Challenge students to put primary sources in chronological, procedural, or other sequential order based on document analysis.
- Practice chronological thinking
- Practice document analysis techniques
- Place historical events, actions, and figures in context
- Understand why events happened in a particular order and the causal relationships among events
- Understand the simultaneous nature of historical events within a time period
- Understand procedures and processes
To Create a Finding a Sequence Activity:
- Go to My Activities and create a new activity.
- Choose documents to include; pull in all pages of a document, or only specific pages. You can also upload images to include documents, photographs, or other images from sources beyond the National Archives. Arrange the documents in the order you want your students to order them. And decide whether students will be able to access all of the details available for the document (including dates and descriptions) or simply the document images and titles.
- Add optional hints to help students locate the correct placement for documents.
- Write instructions for your students, including an introduction and conclusion. You can include questions or a follow-up assignment in your conclusion. Students can email their responses to you if desired.
- Preview the student activity and create a snapshot.
- Lastly, describe your activity to other teachers by providing a summary. Tag it with the appropriate historical era, historical thinking skill, level of Bloom's Taxonomy, and grade level. You can also include detailed teaching instructions.
- Model document analysis with at least one document in the activity before asking students to begin interacting with the rest. Remind students to analyze all of the documents carefully.
- Guide students on how they should order the documents, indicating if they should order them chronologically, procedurally, etc. — share the formula you used for sequencing when you set up the activity.
- Ask students to hypothesize the order of the documents, or the general progression, before beginning the activity. The exercise can act as a pre-assessment and can help to guide thinking. It establishes a purpose for viewing the documents and students will begin to contextualize them.

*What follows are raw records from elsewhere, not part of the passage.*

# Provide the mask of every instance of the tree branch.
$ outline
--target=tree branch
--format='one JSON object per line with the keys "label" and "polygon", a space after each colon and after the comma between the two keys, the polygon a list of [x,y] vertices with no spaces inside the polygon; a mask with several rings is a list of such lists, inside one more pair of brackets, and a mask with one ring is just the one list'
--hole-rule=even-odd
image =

- Since students can try every spot for a document until it sticks, ask follow-up questions in the conclusion that require students to have closely looked at the documents. Proceed with class discussion or writing assignments to further contextualize the documents and events they represent.
- Choose documents to help your students understand what events occurred — and when they took place — within a certain time period.

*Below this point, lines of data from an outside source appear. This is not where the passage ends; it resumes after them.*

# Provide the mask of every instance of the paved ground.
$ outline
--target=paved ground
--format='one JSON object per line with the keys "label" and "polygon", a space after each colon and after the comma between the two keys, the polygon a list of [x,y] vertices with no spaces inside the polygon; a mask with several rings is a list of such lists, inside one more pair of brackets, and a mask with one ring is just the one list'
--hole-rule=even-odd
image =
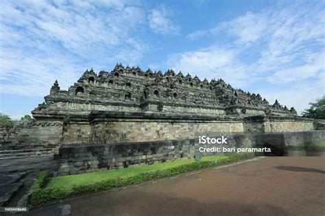
{"label": "paved ground", "polygon": [[324,215],[325,158],[269,157],[67,200],[72,215]]}

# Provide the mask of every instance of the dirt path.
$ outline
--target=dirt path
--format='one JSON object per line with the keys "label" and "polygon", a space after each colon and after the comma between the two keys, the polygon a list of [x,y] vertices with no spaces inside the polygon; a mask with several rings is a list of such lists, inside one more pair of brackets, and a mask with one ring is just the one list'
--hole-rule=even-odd
{"label": "dirt path", "polygon": [[324,157],[269,157],[68,203],[72,215],[324,215]]}

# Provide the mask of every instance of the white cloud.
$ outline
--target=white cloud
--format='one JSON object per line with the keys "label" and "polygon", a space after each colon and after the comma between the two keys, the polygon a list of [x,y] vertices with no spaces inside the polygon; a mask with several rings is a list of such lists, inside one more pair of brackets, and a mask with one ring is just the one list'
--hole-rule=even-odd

- To help students understand a process or procedure, create an activity in which students must examine documents and order them according to what step they represent in a process; this might not be chronologically since you can use examples from different time periods.

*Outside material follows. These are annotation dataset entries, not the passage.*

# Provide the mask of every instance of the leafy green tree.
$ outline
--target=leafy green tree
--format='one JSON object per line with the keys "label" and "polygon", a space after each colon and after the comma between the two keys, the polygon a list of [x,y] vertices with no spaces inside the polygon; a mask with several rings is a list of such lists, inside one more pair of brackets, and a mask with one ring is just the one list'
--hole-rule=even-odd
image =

- Demonstrate how different events, maybe seemingly unrelated, happened simultaneously or during the same time period — that though social studies curricula often separate historical events into separate units based on themes, they really occurred around the same time.
- Highlight relative distance in time between events, perhaps showing how much happened between events that seem close together. Choose a pair of documents that you would like to feature. Then choose a set of documents demonstrating other historic events that happened between the pair. This illustrates the span of time covered between the first and last event.
- Pick documents that, when arranged chronologically, help students grasp that life was different in different parts of the country or world at the same moment in history.
- Use two different activities to show how the documents that a historian chooses to look at regarding a particular period or historical event can change one’s view of that era or event. Analyzing differing sets of documents can also help students to see events or issues from different perspectives.
- This tool can be adapted for use with different ages and learning levels. Students can perform simple temporal sequencing by using visual cues in photographs or basic textual documents. A set of documents that clearly shows a progression in building a monument, for instance, can teach chronological thinking in the early grades. To practice higher order thinking skills with students in secondary grades, choose documents that require extensive document analysis and contextualization, or even further research, to sequence.